The power of complex representations remains an open topic to me. I still do strive the understand Fourier transformations.
An underlying question is, to me: why would complex transformations be useful for real data? More generally, when data dwell in a set $S$, is $S$ the most appropriate set of analysis, or is it more appropriate to resort to a bigger set $S^*$? For instance, for real-valued polynomials, we know that the field of complex numbers provides a more elegant extension. This might not be so distant, as $z$-transforms (extended polynomials) are tools of choice for real time-series analysis. Real linear-time invariant systems are root signals (here eigenvectors) that are complex (cisoids). To better separate frequencies, time-frequency analyses often employ analytic signals and the Hilbert transform, or analytic, dual-tree multiscale tools like wavelets. The recent paper Complex-Valued Signal Processing: The Proper Way to Deal With Impropriety deals with more stochastic observations:
Complex-valued signals occur in many areas of science and engineering
and are thus of fundamental interest.

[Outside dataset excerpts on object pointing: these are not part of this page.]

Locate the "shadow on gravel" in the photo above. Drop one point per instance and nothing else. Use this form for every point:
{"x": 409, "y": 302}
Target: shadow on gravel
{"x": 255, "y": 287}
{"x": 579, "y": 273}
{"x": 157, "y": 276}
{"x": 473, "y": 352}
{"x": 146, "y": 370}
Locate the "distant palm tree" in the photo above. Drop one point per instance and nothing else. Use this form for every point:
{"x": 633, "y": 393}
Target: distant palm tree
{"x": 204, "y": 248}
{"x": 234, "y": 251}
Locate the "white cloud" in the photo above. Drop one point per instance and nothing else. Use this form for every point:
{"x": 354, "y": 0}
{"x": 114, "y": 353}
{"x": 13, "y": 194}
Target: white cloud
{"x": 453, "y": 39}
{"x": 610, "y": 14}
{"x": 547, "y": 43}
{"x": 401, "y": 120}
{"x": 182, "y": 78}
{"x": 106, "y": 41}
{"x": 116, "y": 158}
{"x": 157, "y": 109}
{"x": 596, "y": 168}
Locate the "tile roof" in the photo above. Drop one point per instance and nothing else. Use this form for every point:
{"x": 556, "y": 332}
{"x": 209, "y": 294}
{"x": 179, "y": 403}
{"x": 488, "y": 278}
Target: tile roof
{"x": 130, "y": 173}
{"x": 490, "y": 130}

In the past, it has often been
assumed, usually implicitly, that complex random signals are proper or
circular. A proper complex random variable is uncorrelated with its
complex conjugate, and a circular complex random variable has a
probability distribution that is invariant under rotation in the
complex plane. While these assumptions are convenient because they
simplify computations, there are many cases where proper and circular
random signals are very poor models of the underlying physics. When
taking impropriety and noncircularity into account, the right type of
processing can provide significant performance gains. There are two
key ingredients in the statistical signal processing of complex-valued
data: 1) utilizing the complete statistical characterization of
complex-valued random signals; and 2) the optimization of real-valued
cost functions with respect to complex parameters. In this overview
article, we review the necessary tools, among which are widely linear
transformations, augmented statistical descriptions, and Wirtinger
calculus. We also present some selected recent developments in the
field of complex-valued signal processing, addressing the topics of
model selection, filtering, and source separation.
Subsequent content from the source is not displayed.